TITOLO: Blister in the sun
AUTORE: Violent Femmes
ALBUM: Violent Femmes (1982)
ASCOLTALA!:
I Violent Femmes, da Milwakee (Wisconsin) sono stati un gruppo fondamentale nel panorama alternativo americano, soprattutto per essere riusciti a re-inventare un folk-rock senza mai sapere di “revival”, ma che suonava – e suona tutt’ora – innovativo e originale. Blister in the sun definisce il tema dell’opera di debutto, presentando tre musicisti di grande caratura capaci di ottenere il massimo col minimo a disposizione: strumentazione di fortuna, acustica, da autentici buskers (musicisti da strada), caratterizzata dal basso acustico (Brian Ritchie) e dal tranceaphone, ovvero nient’altro che un secchio rovesciato suonato con le spazzole a fungere da batteria (Victor DeLorenzo). Sono composizioni fresche, impossibili da non adorare, che riaggiornavano il concetto di folk con l’indole stralunata del punk, dove a svettare era il canto giovanile e cristallino del leader Gordon Gano, narratore di frustrazioni tipicamente giovanili (i protagonisti delle canzoni sono spesso “losers” di provincia, che richiamano le storie dei protagonisti di Happy Days – non a caso girato a Milwakee – o di American Graffiti) cantate però con un tono arguto e leggero.
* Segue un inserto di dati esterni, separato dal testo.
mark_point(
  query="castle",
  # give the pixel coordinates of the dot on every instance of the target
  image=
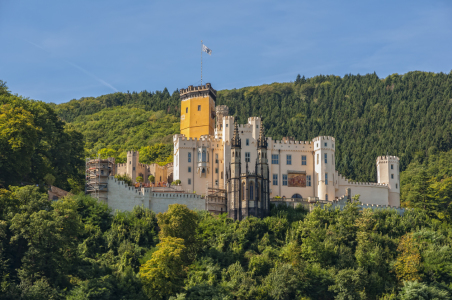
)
(228, 167)
(206, 150)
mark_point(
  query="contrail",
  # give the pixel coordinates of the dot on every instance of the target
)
(77, 67)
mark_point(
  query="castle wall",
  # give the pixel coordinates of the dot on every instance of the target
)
(159, 202)
(124, 198)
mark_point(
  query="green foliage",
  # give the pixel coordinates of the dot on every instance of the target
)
(113, 131)
(427, 184)
(124, 178)
(35, 145)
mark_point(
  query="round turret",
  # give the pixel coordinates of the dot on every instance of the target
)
(388, 173)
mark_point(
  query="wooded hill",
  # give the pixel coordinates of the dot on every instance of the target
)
(403, 115)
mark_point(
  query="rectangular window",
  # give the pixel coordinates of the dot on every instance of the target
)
(284, 179)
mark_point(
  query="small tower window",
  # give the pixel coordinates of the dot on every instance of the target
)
(275, 179)
(289, 159)
(284, 179)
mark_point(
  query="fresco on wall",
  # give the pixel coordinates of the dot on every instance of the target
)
(296, 179)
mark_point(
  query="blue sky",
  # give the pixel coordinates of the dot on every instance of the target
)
(56, 51)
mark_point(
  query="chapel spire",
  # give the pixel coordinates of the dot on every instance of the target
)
(262, 141)
(236, 141)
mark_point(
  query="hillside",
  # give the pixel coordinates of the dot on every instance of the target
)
(369, 116)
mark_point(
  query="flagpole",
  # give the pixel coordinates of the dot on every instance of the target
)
(201, 62)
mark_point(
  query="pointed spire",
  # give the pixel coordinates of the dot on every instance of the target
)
(236, 141)
(262, 141)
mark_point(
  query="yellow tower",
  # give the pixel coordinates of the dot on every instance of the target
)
(197, 115)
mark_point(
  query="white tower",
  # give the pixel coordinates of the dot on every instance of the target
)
(132, 163)
(388, 173)
(324, 150)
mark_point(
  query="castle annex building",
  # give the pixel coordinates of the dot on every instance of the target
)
(213, 152)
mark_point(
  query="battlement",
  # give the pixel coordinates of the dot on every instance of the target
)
(223, 109)
(388, 158)
(253, 119)
(348, 182)
(323, 138)
(198, 91)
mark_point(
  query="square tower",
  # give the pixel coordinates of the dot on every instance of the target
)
(197, 111)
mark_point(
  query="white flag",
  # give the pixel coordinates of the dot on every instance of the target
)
(207, 50)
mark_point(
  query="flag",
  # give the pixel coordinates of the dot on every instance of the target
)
(207, 50)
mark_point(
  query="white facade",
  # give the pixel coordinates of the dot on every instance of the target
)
(315, 159)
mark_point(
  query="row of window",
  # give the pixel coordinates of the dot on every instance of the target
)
(275, 179)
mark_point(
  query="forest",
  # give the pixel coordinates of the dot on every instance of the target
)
(404, 115)
(77, 248)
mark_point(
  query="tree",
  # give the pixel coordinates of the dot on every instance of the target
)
(180, 222)
(163, 275)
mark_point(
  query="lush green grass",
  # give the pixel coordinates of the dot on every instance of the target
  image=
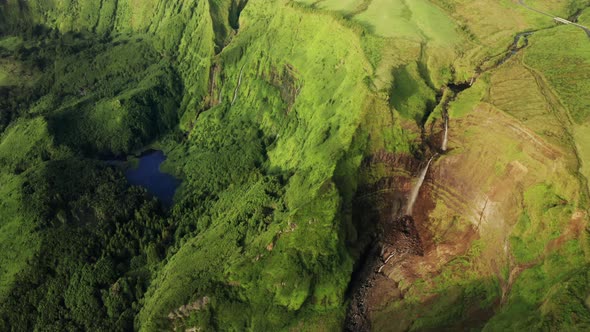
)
(571, 78)
(269, 129)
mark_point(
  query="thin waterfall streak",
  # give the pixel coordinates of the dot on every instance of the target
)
(446, 137)
(416, 189)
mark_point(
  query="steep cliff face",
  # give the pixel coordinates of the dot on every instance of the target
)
(384, 165)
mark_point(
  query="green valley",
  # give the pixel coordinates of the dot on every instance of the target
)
(354, 165)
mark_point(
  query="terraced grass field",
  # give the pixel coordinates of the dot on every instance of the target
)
(299, 130)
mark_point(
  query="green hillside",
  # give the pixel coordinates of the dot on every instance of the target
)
(299, 131)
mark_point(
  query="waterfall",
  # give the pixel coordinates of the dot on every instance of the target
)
(416, 189)
(446, 137)
(238, 86)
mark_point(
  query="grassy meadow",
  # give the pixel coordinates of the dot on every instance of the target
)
(277, 115)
NB. la versione live del video appare più elettrica e meno acustica rispetto all’originale, che, in attesa del ritorno della playlist, potete sentire qui
Link: sito ufficiale, monografia su Ondarock, testo di Blister in the sun
Feed yourself with music every day!
Ecco il momento in cui trovi conferma del fatto che la spontaneità, l’istinto in musica prevalgono sulla tecnica: ascolti questo disco, tutto splendido, e cerchi di ragionare, far mente locale su inflluenze contesto strumentazione, e intanto tutto il tuo corpo si muove, fuori e dentro, e ti senti felice… cosa si può voler di più da delle canzoni rock?
Da: prof su Gennaio 14, 2008
alle 6:29 pm
E’ vero, e questo è un gruppo capace di conquistarti al primo ascolto. Quando ho comprato il cd, ci ho messo un po’ a passare alla seconda canzone perché non riuscivo a smettere riascoltare in loop “blister in the sun”.